Unintended consequences. Another issue the industry as a whole has to come to grips with is unexpected interactions among different cloud services. This is an old and very difficult problem in security. Amazon’s policy on revealing information on existing credit cards when you entered a new one was mildly dumb. But combined with a totally unrelated Apple policy that let anyone use the last four digits of a credit card number to recover an iTunes password, it became catastrophic. Honan thought linking iCloud to Google was an innocent choice, but it, too, proved to have disastrous consequences.

The personal cloud is far too valuable to put it at risk through stupid security practices like those that clobbered Honan. It’s time for the services to take the lead and fix the problems in a public and transparent way (I’m looking at you, Apple.)

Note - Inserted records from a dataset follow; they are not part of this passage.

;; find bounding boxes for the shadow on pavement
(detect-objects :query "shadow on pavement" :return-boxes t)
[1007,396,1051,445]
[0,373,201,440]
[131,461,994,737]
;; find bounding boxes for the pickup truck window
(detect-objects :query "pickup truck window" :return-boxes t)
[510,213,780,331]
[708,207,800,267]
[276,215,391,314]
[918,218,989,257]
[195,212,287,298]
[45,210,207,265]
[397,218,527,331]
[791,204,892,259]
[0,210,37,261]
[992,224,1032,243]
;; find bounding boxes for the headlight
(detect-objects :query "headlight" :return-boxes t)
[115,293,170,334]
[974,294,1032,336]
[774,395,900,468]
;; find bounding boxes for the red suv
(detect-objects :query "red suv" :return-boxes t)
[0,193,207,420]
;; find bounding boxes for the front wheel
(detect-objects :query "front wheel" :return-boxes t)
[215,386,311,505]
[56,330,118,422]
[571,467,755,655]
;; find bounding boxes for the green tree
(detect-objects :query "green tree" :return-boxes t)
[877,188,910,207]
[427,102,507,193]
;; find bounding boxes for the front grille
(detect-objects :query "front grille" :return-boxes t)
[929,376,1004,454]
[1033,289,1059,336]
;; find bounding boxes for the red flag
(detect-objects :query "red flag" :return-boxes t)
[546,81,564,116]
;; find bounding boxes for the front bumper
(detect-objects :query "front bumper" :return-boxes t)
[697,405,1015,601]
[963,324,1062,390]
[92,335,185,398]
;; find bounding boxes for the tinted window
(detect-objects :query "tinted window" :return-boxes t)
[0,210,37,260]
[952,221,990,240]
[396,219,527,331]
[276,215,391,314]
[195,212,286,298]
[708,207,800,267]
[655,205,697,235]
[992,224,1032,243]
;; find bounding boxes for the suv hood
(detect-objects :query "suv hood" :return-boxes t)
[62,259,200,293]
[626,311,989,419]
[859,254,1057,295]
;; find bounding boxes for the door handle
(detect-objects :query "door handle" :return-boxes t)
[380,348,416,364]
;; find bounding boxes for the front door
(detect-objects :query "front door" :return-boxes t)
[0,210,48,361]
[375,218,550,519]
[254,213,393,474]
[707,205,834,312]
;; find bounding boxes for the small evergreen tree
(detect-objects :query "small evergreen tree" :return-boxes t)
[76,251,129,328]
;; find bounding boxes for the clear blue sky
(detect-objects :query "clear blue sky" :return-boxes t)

Final bit of advice to users: Honan says his biggest regret in this episode was the loss of photos of his child’s first year. As useful as the cloud is, it is no substitute for a secure local backup or backup to a dedicated service. Sync is great, but it is not backup. You should understand how different sync services work. I’m a big fan of SugarSync, which not only stores data in the cloud but, for important files, creates up-to-date local copies of files on multiple PCs. For important data, a belt, and suspenders, and maybe a second belt isn’t too much.

 

Steve Wildstrom

Steve Wildstrom is veteran technology reporter, writer, and analyst based in the Washington, D.C. area. He created and wrote BusinessWeek’s Technology & You column for 15 years. Since leaving BusinessWeek in the fall of 2009, he has written his own blog, Wildstrom on Tech and has contributed to corporate blogs, including those of Cisco and AMD and also consults for major technology companies.
  • Rich

    What is shocking to me is that Honan says he never did any local backup of his files. I’m not even using the cloud and I have an external hard drive to back up my computer. For a technically aware person to store their really valuable material in the cloud and have no local copies of it…I don’t want to say the guy was dumb, but he’s learned a painful lesson that he could have easily avoided.

    • steve_wildstrom

      He says himself that he was dumb. The failure to ado a local backup is especially surprising with a Mac, since Time machine makes it so easy. I have my iPad and iPhone synced to iCloud, but I also do local backups from time to time.

  • steve_webb

    The key word in this article is “Gizmodo”. I’ll bet tech support at Apple was thinking, “Karma is even better than getting even.”

  • no

    This is case of identify theft.
    every day peoples identity is stolen
    and their credit ruined by thousands
    which is perpetuated by Banks and Credit Card companies.
    yet this story is not even level to what poor people
    have been going thru in this country.
    Totally ridiculous. guy is in contact with the hacker.
    yet he won’t contact police but write a blog story.

  • http://www.iexcella.com/ iOS Developers

    iCloud is not unique on this risk.

    Most devices with Microsoft Exchange/ActiveSync obey a remote request
    to wipe their data and it’s possible to do it from Outlook (even the
    Web version of it)
    Likewise, Android devices with the Google Apps profile and syncing to
    Google can also be remotely wiped from the users’ Google Apps control
    panel

    • steve_wildstrom

      A remote Exchange ActiveSync wipe request has to be initiated from an Exchange server to which access, in any properly configured system, is very limited. A malicious person in a corporate IT department can wreak all sorts of havoc, but that has always been true.